Dann ging die Leuchtturm-Sammelreise weiter. Dicht an der russischen Grenze kaufte André in einer samischen Messerschmiede hochwertige Messer, ließ sie gravieren und schenkte sie seinen Brüdern Jan und René. Am Olderfjord entdeckten die beiden einen Hansa-Aufkleber auf einem Schild, das darauf hinwies, dass der Tunnel dort 212 Meter unter dem Meeresspiegel liegt und zum Nordkap führt. Auf dem Weg sahen sie zahlreiche Rentiere gemütlich über die Straße ziehen – darunter auch ein Albino. Auch Elche mit ihren Kälbern begegneten den beiden Abenteurern. Bei einer Bootsexpedition konnten sie zudem eine ganze Orca-Familie beobachten. „Unser Tourguide beruhigte uns: Wir stehen nicht auf ihrem Speiseplan. Aber das Erlebnis war Gänsehaut pur.“ Die Mutter-Orca war neun Meter lang, ihre Rückenflosse ragte 1,50 Meter aus dem Wasser.

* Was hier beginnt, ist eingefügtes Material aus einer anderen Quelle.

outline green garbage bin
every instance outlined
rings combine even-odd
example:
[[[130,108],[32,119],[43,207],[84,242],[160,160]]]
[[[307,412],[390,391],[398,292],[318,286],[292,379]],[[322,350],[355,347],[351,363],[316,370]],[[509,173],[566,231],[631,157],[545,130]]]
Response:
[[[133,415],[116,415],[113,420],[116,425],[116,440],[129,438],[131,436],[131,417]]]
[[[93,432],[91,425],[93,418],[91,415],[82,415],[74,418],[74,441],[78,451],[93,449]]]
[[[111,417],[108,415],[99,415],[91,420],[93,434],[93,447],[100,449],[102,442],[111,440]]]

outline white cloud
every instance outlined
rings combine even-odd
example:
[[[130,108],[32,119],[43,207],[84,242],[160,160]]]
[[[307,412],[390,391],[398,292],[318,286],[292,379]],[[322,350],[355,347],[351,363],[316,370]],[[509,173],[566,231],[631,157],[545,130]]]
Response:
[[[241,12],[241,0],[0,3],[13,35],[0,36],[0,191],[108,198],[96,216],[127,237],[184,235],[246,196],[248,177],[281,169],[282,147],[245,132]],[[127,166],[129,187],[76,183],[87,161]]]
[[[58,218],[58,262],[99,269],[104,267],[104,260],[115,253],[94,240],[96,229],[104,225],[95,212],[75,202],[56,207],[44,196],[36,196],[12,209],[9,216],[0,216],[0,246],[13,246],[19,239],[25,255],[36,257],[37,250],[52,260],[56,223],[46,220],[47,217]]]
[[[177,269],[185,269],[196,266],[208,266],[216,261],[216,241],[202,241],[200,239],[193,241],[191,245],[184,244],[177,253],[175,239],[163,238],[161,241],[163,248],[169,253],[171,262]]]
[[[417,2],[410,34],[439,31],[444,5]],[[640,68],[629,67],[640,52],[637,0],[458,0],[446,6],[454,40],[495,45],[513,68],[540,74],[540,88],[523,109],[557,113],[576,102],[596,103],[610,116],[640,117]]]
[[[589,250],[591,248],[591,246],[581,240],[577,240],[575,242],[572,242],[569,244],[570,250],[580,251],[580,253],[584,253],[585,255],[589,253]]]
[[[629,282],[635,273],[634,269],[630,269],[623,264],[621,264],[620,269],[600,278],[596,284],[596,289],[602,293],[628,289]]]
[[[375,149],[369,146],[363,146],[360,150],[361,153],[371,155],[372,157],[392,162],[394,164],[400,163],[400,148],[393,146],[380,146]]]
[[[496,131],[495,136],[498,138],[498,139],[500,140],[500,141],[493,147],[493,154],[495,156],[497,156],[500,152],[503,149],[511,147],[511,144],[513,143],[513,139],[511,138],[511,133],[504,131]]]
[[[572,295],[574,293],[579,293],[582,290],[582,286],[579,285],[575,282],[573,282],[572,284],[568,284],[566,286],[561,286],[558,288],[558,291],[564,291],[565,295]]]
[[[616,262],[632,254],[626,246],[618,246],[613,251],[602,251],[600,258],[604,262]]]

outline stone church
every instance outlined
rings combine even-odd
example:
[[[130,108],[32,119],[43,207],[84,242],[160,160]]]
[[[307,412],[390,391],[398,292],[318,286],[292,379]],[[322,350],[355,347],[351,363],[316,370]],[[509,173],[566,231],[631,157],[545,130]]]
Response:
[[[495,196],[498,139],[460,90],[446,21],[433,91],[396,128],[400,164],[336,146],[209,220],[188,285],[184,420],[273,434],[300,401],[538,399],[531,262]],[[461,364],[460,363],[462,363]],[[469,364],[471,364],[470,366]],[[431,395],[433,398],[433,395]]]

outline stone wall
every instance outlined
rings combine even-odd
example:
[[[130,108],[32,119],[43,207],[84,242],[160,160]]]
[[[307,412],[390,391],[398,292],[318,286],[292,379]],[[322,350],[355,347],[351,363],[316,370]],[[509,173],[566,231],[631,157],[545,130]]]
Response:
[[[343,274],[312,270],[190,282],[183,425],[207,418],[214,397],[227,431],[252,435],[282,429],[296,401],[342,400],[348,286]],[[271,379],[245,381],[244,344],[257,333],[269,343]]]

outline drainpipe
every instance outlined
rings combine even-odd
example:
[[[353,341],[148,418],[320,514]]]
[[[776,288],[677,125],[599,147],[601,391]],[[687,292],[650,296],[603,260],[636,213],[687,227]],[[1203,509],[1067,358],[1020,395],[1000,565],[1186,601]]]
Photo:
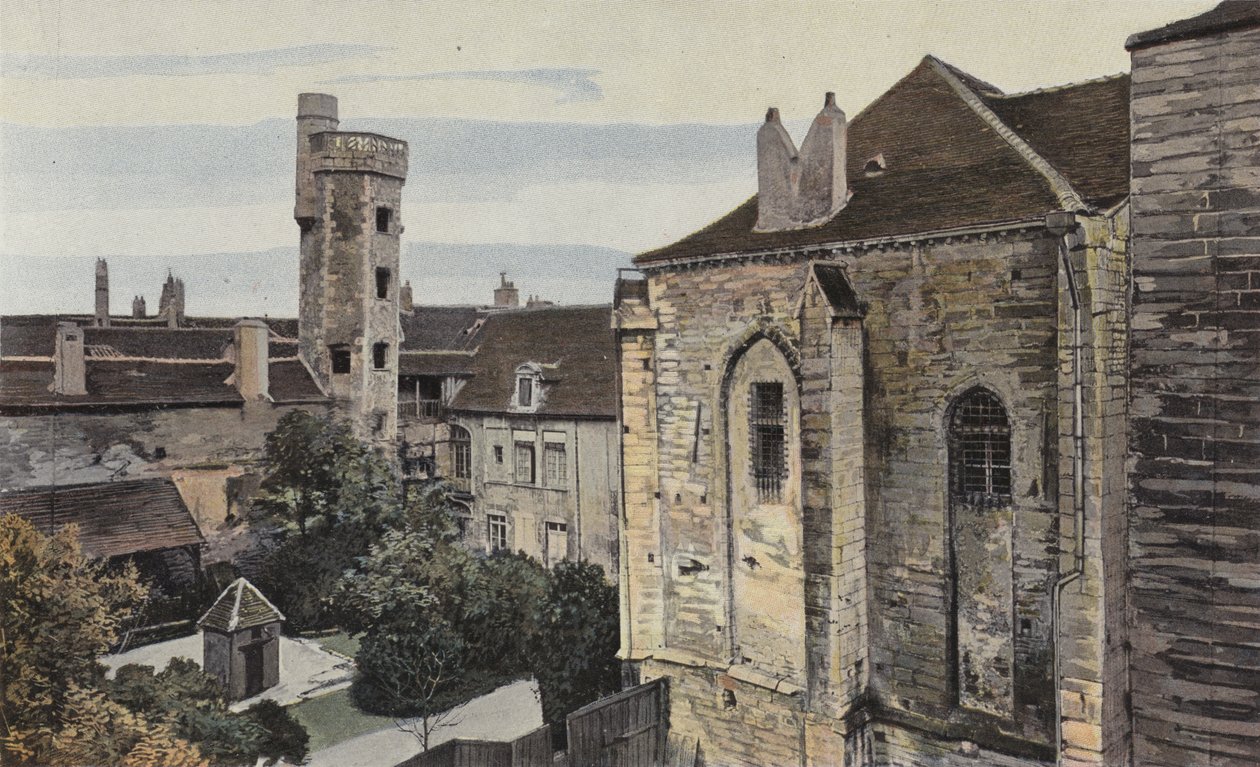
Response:
[[[1051,616],[1055,654],[1055,753],[1056,763],[1063,757],[1063,718],[1060,695],[1062,671],[1060,669],[1058,635],[1062,622],[1063,593],[1068,584],[1080,581],[1085,571],[1085,385],[1081,369],[1081,295],[1072,268],[1071,249],[1080,243],[1076,214],[1056,210],[1046,215],[1046,228],[1058,238],[1058,256],[1067,281],[1067,295],[1072,309],[1072,569],[1060,576],[1051,591]]]

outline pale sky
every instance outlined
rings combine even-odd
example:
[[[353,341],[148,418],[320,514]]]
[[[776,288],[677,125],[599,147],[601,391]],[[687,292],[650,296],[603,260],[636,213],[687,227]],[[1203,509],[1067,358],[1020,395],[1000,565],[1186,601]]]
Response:
[[[299,92],[412,144],[402,220],[420,271],[423,243],[634,253],[755,193],[767,106],[799,141],[825,91],[853,117],[927,53],[1007,92],[1114,74],[1129,34],[1213,5],[5,0],[0,312],[89,304],[76,282],[48,306],[37,261],[89,276],[98,256],[152,259],[151,285],[118,286],[130,301],[173,259],[296,247]],[[476,300],[491,261],[470,262],[475,295],[427,302]],[[598,273],[554,297],[590,300]],[[564,292],[563,275],[536,276]]]

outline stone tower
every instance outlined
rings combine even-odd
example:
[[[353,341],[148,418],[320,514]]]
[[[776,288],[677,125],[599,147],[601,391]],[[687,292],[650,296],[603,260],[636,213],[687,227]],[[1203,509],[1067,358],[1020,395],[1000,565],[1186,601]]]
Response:
[[[96,259],[96,326],[110,326],[110,264]]]
[[[355,432],[391,441],[407,142],[336,128],[336,98],[297,97],[299,348]]]

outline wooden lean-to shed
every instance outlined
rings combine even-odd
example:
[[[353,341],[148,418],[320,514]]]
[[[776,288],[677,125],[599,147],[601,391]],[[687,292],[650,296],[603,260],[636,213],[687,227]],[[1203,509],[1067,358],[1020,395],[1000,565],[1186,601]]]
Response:
[[[285,616],[244,578],[233,581],[197,622],[207,674],[229,700],[252,698],[280,683],[280,625]]]

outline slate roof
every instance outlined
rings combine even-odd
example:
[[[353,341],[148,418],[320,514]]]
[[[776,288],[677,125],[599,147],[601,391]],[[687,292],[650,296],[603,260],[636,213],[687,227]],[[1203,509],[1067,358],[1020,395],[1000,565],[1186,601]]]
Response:
[[[493,314],[476,306],[417,306],[398,315],[403,335],[399,351],[472,349],[481,322]]]
[[[552,306],[491,314],[472,377],[451,411],[505,413],[517,368],[543,368],[541,416],[616,417],[616,348],[609,306]]]
[[[284,620],[284,613],[253,583],[237,578],[223,589],[214,605],[197,621],[197,626],[231,633]]]
[[[950,76],[999,118],[1021,123],[1014,132],[1046,152],[1052,165],[1062,164],[1056,169],[1085,202],[1110,205],[1126,193],[1128,78],[1003,96],[927,57],[849,122],[847,178],[853,196],[832,220],[808,229],[753,232],[753,196],[699,232],[639,254],[635,263],[941,232],[1060,209],[1046,178],[964,101]],[[1087,141],[1081,141],[1082,132]],[[748,151],[753,147],[750,135]],[[886,170],[868,176],[867,161],[881,154]]]
[[[48,390],[53,382],[52,355],[55,329],[66,315],[0,317],[0,412],[100,407],[209,407],[243,402],[226,383],[233,373],[228,361],[232,326],[238,320],[200,320],[217,327],[166,327],[151,325],[83,327],[86,395],[66,397]],[[71,316],[71,321],[89,322]],[[295,320],[266,320],[270,394],[282,404],[323,402],[310,372],[297,361]],[[278,331],[278,332],[277,332]]]
[[[205,543],[169,479],[0,492],[0,514],[16,514],[44,533],[77,524],[83,550],[101,558]]]
[[[1160,43],[1201,38],[1231,29],[1246,29],[1249,26],[1260,26],[1260,3],[1256,3],[1256,0],[1226,0],[1212,10],[1197,16],[1181,19],[1172,24],[1166,24],[1159,29],[1129,35],[1124,47],[1133,50],[1135,48],[1148,48],[1150,45],[1159,45]]]

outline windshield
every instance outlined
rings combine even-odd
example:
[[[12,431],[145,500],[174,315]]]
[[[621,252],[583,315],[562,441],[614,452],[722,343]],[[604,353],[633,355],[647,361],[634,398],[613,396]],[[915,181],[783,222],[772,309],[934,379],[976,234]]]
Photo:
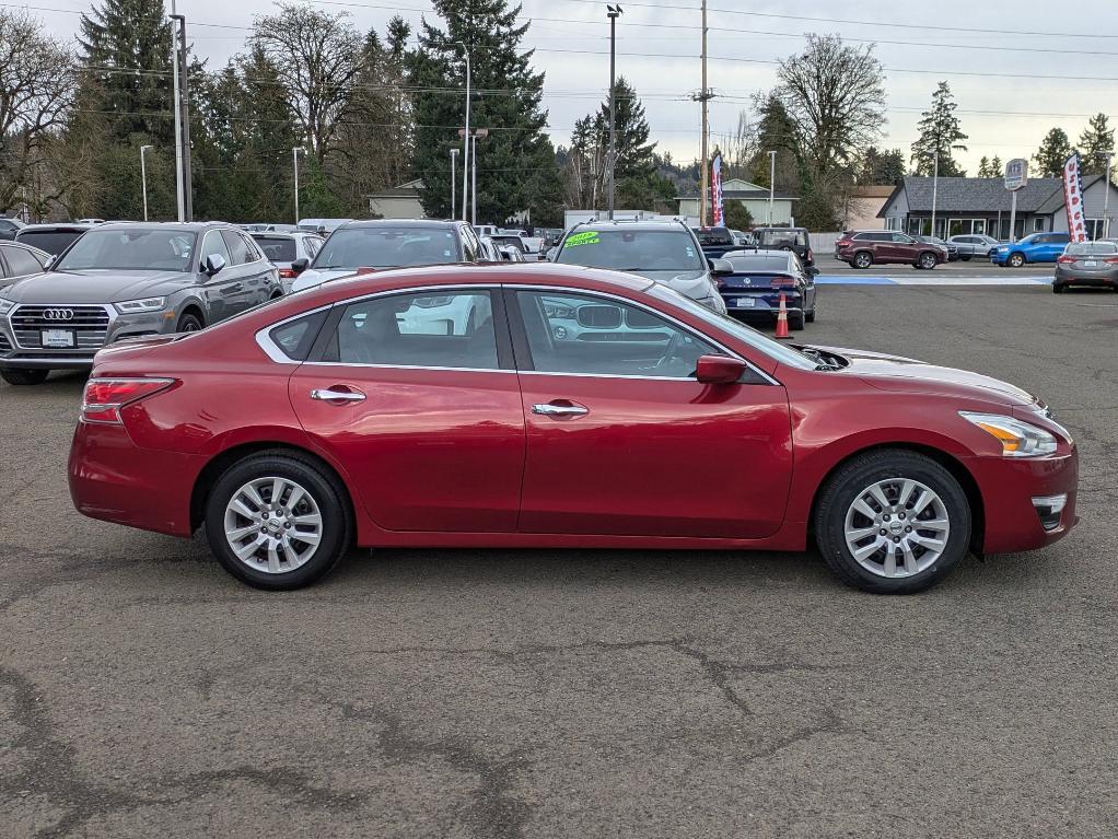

Zu den weiteren Erlebnissen zählten der Besuch der Eismeerkathedrale in Tromsø, ein Abstecher in die finnische Weihnachtsmannstadt Rovaniemi, wo das ganze Jahr über ein Weihnachtsmann sitzt und Kinderwünsche eintreffen, sowie natürlich das Erinnerungsfoto am Nordkap. In die Bilanz dieser besonderen Reise flossen auch Begegnungen mit alten Bekannten und neuen Freunden ein: etwa mit dem jungen Tiefseeforscher Christian aus Bergen („Regenhauptstadt“ Norwegens), wo es ausnahmsweise trocken war, als André ankam; oder mit Knut aus Kristiansand, der stolz sein selbstgebautes Haus zeigte, Kaffee kochte und Fotos gestattete. Auch die Warnemünderin Rita kreuzte zweimal ihren Weg, und den ehemaligen Warnemünder Dustin besuchten sie ebenfalls.

Irgendwann reiste Kay zurück, und André setzte die letzte Etappe allein mit „Betzy“ fort. Der 100. Leuchtturm wurde schließlich in Warnemünde ins Tagebuch aufgenommen. „Im Verein bin ich Mitglied mit der Nummer 99. Ich habe dem Verein auch zwei Poster von skandinavischen Leuchttürmen mitgebracht und ehrlich gesagt fühle ich mich ein bisschen wie ein selbst ernannter Leuchtturmbotschafter von Warnemünde“, verrät er schmunzelnd.

Doch damit ist noch lange nicht Schluss: Anfang September wird „Betzy“ erneut starten – diesmal begleitet von Mutter Regina. Es ist ihr Geburtstagsgeschenk. Ziel sind die Normandie und die Bretagne – und die nächsten Leuchttürme warten schon.